Как часто, как рано и в каком благоприятном контексте мелькают у Пушкина слова «метафизика» и «философия» (что для него неразрывно)! Пушкин начинает агитировать за них в письме к Вяземскому от 1 сентября 1822 года: «Предприми постоянный труд, образуй наш метафизический язык, зарожденный в твоих письмах, – а там Бог даст»; то же в письме к нему же от 13 июля 1825 года; в наброске 1824 года <О французских историках и поэтах> он употребляет выражение «светильник философии»; в заметке 1830 года <О переводе романа Б. Констана «Адольф»> достижения перевода в области «метафизического языка, всегда стройного, светского, часто вдохновенного», он расценивает как «важное событие в жизни нашей литературы»; наконец, неоднократны похвалы перу Баратынского, соединившего «метафизику и поэзию»…

У позднего Пушкина мы находим и прямой панегирик заслугам «философии немецкой»: «Влияние ее было благотворно: оно спасло нашу молодежь от холодного скептицизма французской философии и удалило ее от упоительных и вредных мечтаний, которые имели столь ужасное влияние на лучший цвет предшествовавшего поколения» («Мысли на дороге», 1833—1835). А вот и исчерпывающий ответ на письмо Дельвигу – в статье 1836 года «Мнение М.Е. Лобанова о духе словесности как иностранной, так и отечественной»:

«Умствования великих европейских мыслителей не были тщетны и для нас <…>. Германская философия, особенно в Москве, нашла молодых, пылких, добросовестных последователей, и хотя говорили они языком мало понятным для непосвященных, но тем не менее их влияние было плодотворно и час от часу становится более ощутительно». Вот каковы его подлинные мысли о немецком классическом идеализме и о его русских поклонниках из «Московского вестника», которым Пушкин прощал и заумность языка. Какие еще нужны свидетельства?! И уместно ли после этого повторять заученную фразу о «презрении» и «ненависти» Пушкина к немецкой метафизике?!

Однако у поэта можно найти свидетельства не только в пользу ее общественной нужности, но и – собственной в ней потребности, что также до сих пор в расчет не принималось.
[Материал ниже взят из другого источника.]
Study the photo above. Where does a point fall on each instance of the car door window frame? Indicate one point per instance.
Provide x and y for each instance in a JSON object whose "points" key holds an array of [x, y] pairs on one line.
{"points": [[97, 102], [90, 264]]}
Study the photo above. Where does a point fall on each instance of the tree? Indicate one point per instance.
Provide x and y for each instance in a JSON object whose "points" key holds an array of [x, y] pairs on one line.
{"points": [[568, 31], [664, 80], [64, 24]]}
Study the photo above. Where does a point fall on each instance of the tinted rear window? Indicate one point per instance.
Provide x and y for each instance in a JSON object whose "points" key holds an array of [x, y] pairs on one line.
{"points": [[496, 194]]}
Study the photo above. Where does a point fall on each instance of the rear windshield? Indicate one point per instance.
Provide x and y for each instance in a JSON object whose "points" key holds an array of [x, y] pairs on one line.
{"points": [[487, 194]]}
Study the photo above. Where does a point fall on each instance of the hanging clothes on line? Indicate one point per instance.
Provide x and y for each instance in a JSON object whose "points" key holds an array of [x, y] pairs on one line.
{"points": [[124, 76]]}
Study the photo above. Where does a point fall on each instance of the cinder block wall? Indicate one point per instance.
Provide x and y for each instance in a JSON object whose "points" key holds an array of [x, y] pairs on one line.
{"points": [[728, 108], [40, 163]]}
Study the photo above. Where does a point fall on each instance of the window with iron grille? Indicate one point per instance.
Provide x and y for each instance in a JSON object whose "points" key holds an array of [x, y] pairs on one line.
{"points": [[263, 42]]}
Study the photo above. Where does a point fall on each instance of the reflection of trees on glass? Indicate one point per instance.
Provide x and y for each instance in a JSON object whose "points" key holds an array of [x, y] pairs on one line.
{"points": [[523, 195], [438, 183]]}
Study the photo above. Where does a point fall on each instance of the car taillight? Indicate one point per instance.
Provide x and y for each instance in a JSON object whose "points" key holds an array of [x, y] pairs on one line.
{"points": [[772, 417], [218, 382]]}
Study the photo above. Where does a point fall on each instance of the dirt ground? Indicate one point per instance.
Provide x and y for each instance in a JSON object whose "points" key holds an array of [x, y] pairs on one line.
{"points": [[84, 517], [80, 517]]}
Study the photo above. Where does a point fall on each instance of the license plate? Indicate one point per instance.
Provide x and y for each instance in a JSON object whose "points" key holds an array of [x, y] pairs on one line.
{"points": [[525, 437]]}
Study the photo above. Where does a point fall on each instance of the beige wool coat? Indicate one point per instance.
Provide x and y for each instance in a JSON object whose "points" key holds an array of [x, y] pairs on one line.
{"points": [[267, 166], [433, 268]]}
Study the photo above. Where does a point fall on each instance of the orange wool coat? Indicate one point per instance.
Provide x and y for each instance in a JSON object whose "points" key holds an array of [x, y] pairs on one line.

Уже в 1821 году в стихотворении «Чаадаеву» поэт говорит о себе, что он «познал <…> жажду размышлений», что он учится «удерживать вниманье долгих дум», вспоминая проведенные с П.Я. Чаадаевым «младые вечера, пророческие споры… поспорим, перечтем, посудим…». А ведь Пушкин в данном случае оказывается собеседником одного из самых философских умов России! Все это мало похоже на чурающегося «теории», «предметно мыслящего»[4 - Франк С.Л. О задачах познания Пушкина // Пушкин в русской философской критике. М., 1990. С. 428; 2-е изд., дополненное и исправленное. СПб., 1999.] человека – как пишет С.Л. Франк.

Автор «Евгения Онегина» мыслил также и себя участником захватывающих споров 2-й главы романа в стихах. Его легко представить третьим между Онегиным, героем с охлажденным, скептическим умом и поклонником Канта Ленским с «душою прямо геттингенской», кто «из Германии туманной привез учености плоды». Понятно, какого рода была эта «ученость» и вокруг каких «плодов» велась дискуссия. Ведь Германия – не без легкой иронии – названа «туманной» по причинам не физическим (по каким «туманным» именуют Лондон), а метафизическим. Ясно, что оба приятеля залетали «во области заочны» и дискутировали о предметах, относящихся к «последним», «проклятым» вопросам бытия, которыми занята была немецкая метафизика, что и подтверждается их, этих вопросов, беглой инвентаризацией в строфе XVI: «Плоды наук, добро и зло, и предрассудки вековые, и гроба тайны роковые, судьба и жизнь…» Трудно представить себе, что разговоры приятелей ведутся в стенах «духовной тюрьмы», каковой Позову представляется мир философии.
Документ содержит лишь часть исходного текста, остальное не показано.